Interacting with Minnesota's Driver and Vehicle Services (DVS) got a whole lot more convenient Thursday as the agency officially rolled out a multilingual chat feature on its website.

It's just the first enhancement DVS plans to bring online as the agency seeks to improve customer service and simplify onerous tasks such as checking driver's licenses and plates status, updating insurance information and getting answers to the most common questions Minnesotans ask.

"DVS can be very bureaucratic," said Pong Xiong, director of DVS, the Minnesota Department of Public Safety division that issues driver's licenses and oversees licensing of motor vehicles. "We want to make it easier for people and make [DVS] a fun place to go."

The agency this week also quietly launched MyDVS, where customers can create a profile and upload personal and banking information that in the future could allow them to have their license tabs automatically renewed.

DVS recently started a pilot with kiosks at deputy registrar's offices in Rochester and South St. Paul, where customers can skip the line and renew their tabs at machines similar to those used for self check-in at airports. Plans call for kiosks to pop up at more public locations, such as malls and grocery stores. DVS also plans to show off the machines at the Minnesota State Fair, Xiong said.

The Virtual Assistant chat feature, powered by Google technology, provides information in English, Spanish, Hmong and Somali, the four most commonly spoken languages in Minnesota, Xiong said. DVS recorded more than 45,600 sessions during a beta-testing period from March through May, leading to 6,172 self-service transactions.

Yasmin Adem, whose family immigrated to Minnesota in 2006, said having the chat bot speak in her native Somali has been a boon and creates digital equity. It allowed her parents to get what they needed without having to rely on her to translate, she said.

"It's empowering to gain access to driving and any other resources," Adem said. For non-English speakers, "it's exciting to see the state is including them in the conversation."

Visitors to can click a "Help" button at the bottom right corner of the agency's website to have the Virtual Assistant direct them to resources without having to scour multiple pages in hopes of finding what they're searching for.

Talking to a DVS representative on the phone or visiting an office is still an option.

The chat feature's debut ahead of October, when undocumented immigrants — many whose first language is not English — will be eligible to obtain driver's licenses is a "happy coincidence," said Nicole Archbold, director of community affairs for the Department of Public Safety.
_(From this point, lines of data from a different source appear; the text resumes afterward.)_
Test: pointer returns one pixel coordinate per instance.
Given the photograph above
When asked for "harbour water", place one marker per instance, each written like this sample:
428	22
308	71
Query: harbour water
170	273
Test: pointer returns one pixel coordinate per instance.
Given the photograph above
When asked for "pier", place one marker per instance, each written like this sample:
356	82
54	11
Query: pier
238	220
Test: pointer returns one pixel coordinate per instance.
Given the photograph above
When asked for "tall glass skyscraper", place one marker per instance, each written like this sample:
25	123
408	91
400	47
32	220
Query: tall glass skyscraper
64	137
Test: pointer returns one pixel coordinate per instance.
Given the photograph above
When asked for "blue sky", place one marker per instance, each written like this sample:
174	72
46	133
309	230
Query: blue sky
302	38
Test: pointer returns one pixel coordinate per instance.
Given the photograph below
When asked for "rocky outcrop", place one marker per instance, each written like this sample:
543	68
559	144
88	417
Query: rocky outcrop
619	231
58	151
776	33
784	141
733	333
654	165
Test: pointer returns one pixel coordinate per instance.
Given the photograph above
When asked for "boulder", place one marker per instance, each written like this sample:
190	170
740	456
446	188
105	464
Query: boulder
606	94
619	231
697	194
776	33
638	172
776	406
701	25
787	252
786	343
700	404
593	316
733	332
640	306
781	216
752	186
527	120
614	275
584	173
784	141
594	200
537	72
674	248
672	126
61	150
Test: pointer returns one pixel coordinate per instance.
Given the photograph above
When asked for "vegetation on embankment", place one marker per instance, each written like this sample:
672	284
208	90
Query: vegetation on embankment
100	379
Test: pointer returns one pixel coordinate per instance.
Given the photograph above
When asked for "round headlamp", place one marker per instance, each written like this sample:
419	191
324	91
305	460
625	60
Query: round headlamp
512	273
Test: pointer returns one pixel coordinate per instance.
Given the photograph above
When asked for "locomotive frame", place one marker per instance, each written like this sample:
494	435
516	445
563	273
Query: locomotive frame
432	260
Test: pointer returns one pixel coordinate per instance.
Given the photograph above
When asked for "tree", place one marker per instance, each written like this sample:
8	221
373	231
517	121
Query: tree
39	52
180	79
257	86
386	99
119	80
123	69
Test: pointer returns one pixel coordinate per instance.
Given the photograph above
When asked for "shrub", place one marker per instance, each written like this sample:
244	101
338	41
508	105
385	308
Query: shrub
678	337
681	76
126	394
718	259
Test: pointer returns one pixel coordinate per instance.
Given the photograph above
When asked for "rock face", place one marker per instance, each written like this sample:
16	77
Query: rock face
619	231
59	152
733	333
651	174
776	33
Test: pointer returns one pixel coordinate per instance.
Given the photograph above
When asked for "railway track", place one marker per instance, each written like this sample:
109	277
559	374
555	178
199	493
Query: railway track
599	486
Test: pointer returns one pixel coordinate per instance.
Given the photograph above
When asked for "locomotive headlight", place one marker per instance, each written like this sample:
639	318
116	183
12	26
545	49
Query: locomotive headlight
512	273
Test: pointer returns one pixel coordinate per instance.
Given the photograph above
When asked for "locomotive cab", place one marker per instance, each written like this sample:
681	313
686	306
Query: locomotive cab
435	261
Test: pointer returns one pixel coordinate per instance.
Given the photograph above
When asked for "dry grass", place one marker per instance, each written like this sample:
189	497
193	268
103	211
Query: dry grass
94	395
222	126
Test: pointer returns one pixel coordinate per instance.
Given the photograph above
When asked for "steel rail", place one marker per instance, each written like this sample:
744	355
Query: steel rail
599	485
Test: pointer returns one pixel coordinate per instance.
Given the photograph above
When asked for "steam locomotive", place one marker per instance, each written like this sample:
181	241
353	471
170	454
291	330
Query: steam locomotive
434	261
The Virtual Assistant emerged from a larger language access project to help new Americans and non-English speakers access state services, she said.

"This puts power in their hands," Archbold said.

DVS officials in the future hope to add more languages and even a speech option for those who are not proficient in reading or writing. The assistant will get smarter and over time will respond in dialects common in Minnesota, Xiong said.

"I don't know if the chat bot will get to a point it gives you a 'Dontcha know,' but maybe," he said.